Alaska Native people have much to celebrate during the month of October!
Oct. 12 is Indigenous Peoples’ Day, which has replaced Columbus Day in 14 states, including Alaska, and the District of Columbia. The day is a celebration and acknowledgement of the nation’s Native populations, and it provides an opportunity to honor Indigenous communities and their resiliency in the face of colonization. Celebrations around Indigenous Peoples’ Day often include traditional foods, educational lectures, games, dances and songs.
Fittingly, Oct. 12 also marks the birthday of the late Peter Kalifornsky (Dena’ina Athabascan/Kenaitze), who was born in 1911 in Kalifornsky Village, Alaska. An original CIRI shareholder, Kalifornsky is best known as a writer and storyteller and the last Kenai Peninsula resident to speak the Dena’ina language. His is profiled in “Our Stories, Our Lives,” a publication of The CIRI Foundation, and was CIRI’s Shareholder of the Year in 1990. Kalifornsky won many awards during his lifetime, including Distinguished Humanist from the Alaska Humanities Forum in 1987 and Citizen of the Year from the Alaska Federation of Natives in 1990. His collected works, published in 1991, received a Book of the Year award from the Before Columbus Foundation. Audio recordings of Kalifornsky speaking the Dena’ina language are available on the Kenai Peninsula College website at web.kpc.alaska.edu/denaina.
Oct. 18 marks the anniversary of the first statewide Alaska Federation of Natives (AFN) Convention, which was held in 1966 in Anchorage. A major turning point that aided the formation of AFN was the assistance of the Chief of Tyonek village, Albert Kaloa Jr. Tyonek had recently been awarded $13 million dollars from oil leases on its reserve, and the village provided most of the financing for the first AFN meeting. The annual Convention, which now alternates between Anchorage and Fairbanks, Alaska, serves as the principal forum and voice for the Alaska Native community in addressing critical issues of public policy and government. The first Convention consisted of over 250 Alaska Native peoples representing 17 organizations. AFN’s membership now includes 175 federally recognized tribes, 155 village corporations, 11 regional corporations, including CIRI, and 12 regional nonprofit and tribal consortiums. Its annual Convention attracts thousands of attendees from across Alaska and the nation.

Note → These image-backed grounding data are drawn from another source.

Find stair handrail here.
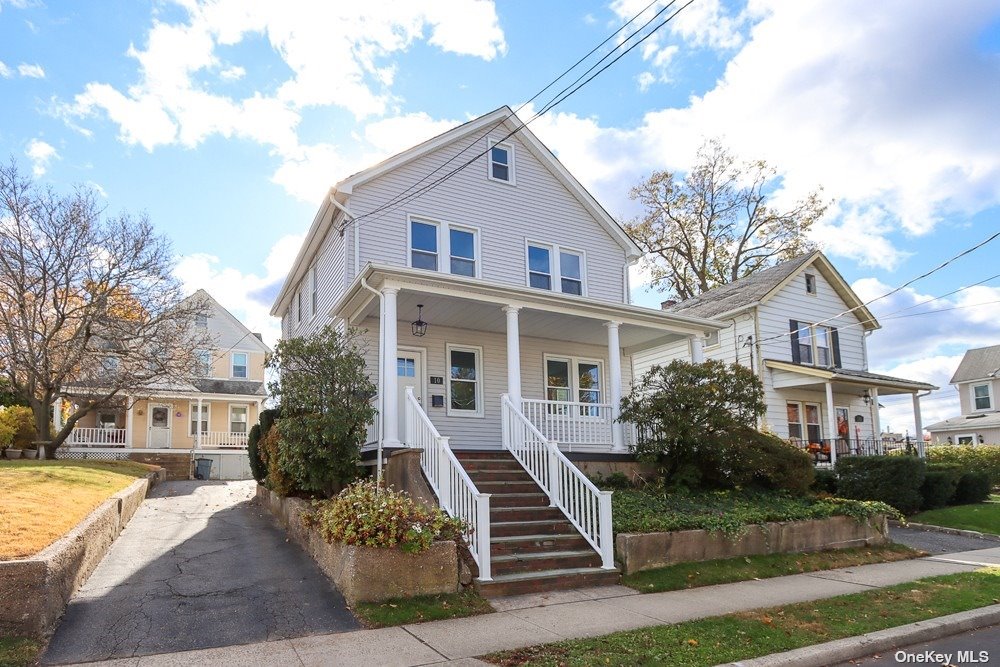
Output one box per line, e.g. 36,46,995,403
404,387,491,581
500,393,614,569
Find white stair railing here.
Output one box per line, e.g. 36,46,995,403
501,394,614,569
404,387,491,581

Alaska Day, which signifies the 1867 formal transfer of Alaska from Russia to the U.S., is also celebrated Oct. 18. It is an official state holiday in Alaska, meaning schools and many businesses are closed. The Southeast Alaska city of Sitka celebrates Alaska Day in a big way, with a three-day festival that typically includes a costume ball, dance and other performances, a mayoral proclamation, parade and tea at the Sitka Pioneer Home.